QRC members lead and participate in a wide range of disciplinary and interdisciplinary research projects from the study of past earth climates and glaciations to shifts in the geographic distributions and evolution of vegetation and faunal communities, to the evolution and dispersals of the genus Homo and the increasing scales of human modification of earth environments through the Holocene. QRC provides a venue for meeting and collaborating with scholars across Quaternary disciplines. We are also fortunate to be able to provide seed funding and small grants for member research projects. We are especially happy to support grad student and junior scholar research activities, much of which leads to larger, external funding from agencies like the National Science Foundation.
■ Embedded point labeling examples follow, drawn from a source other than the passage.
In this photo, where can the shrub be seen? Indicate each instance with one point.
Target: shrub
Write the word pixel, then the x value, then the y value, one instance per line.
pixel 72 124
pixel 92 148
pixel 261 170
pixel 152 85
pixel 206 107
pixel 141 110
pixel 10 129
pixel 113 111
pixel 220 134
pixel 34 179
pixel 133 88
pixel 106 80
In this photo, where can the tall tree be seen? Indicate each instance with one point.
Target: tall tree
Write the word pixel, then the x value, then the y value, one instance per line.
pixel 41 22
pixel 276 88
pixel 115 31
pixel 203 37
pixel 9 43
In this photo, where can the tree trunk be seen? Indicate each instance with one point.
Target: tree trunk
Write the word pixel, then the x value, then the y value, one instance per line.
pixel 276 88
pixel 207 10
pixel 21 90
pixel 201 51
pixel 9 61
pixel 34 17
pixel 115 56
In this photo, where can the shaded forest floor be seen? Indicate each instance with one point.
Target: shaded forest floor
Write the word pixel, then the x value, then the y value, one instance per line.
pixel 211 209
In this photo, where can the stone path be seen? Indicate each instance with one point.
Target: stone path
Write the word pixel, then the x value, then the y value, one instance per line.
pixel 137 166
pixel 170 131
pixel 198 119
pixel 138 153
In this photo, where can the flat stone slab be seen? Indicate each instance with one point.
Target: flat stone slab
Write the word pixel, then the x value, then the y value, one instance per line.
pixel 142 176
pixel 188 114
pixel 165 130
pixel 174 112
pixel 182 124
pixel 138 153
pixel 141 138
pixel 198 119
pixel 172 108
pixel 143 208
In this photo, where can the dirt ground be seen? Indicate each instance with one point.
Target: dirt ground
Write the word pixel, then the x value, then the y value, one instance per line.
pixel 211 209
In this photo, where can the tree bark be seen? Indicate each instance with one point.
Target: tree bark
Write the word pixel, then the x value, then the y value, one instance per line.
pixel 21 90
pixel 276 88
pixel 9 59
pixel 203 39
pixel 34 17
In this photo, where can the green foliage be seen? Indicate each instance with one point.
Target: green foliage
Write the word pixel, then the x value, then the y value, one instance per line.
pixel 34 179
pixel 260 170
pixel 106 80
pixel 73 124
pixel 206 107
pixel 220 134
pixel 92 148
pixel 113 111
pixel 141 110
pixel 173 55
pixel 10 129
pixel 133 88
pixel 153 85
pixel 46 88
The Historical Archaeology of Gender, Food and Labor in Old Harbor, Alaska
Abstract: This dissertation project addresses the transformation of Sugpiaq society and identity through the Russian occupation, specifically focusing on gendered patterns of food procurement, preparation and storage in addition to other production tasks in and around Sugpiaq households within the Old Harbor region. The Sugpiat are the indigenous people of the Gulf of Alaska region, including the Kodiak Archipelago, the Alaska Peninsula and Prince William Sound. In framing this project around the period of Russian colonization in Alaska (1784-1867 CE), I consider both social (e.g. resettlement, labor demands) and environmental (e.g. local resource drawdown, epidemic disease) hazards brought on by Russian colonization, which created a multifaceted disaster for the Sugpiaq people – whose vulnerability to these hazards was mediated by factors such as gender, class and marriage status. To address these vulnerabilities and elucidate various Sugpiaq strategies for survival, I combine historical and ethnohistorical documentary research with archaeological analysis. The archaeological research centers on foodways (how people used the environment for subsistence, their menu, food preparation, cooking, eating practices) and the presence and use of both local and imported wares, tools and materials related to other production tasks, such as hide processing, sewing, and RAC-mandated hunts for fur-bearing animals. Taken together, these archaeological materials will provide a picture of daily lives and activities in the Old Harbor region during Russian occupation, which, when put in diachronic comparison, will allow me to trace Sugpiaq identity and the structures of social experience (gender, demographic situation, village and household social organization, religion, etc.) throughout the Russian period.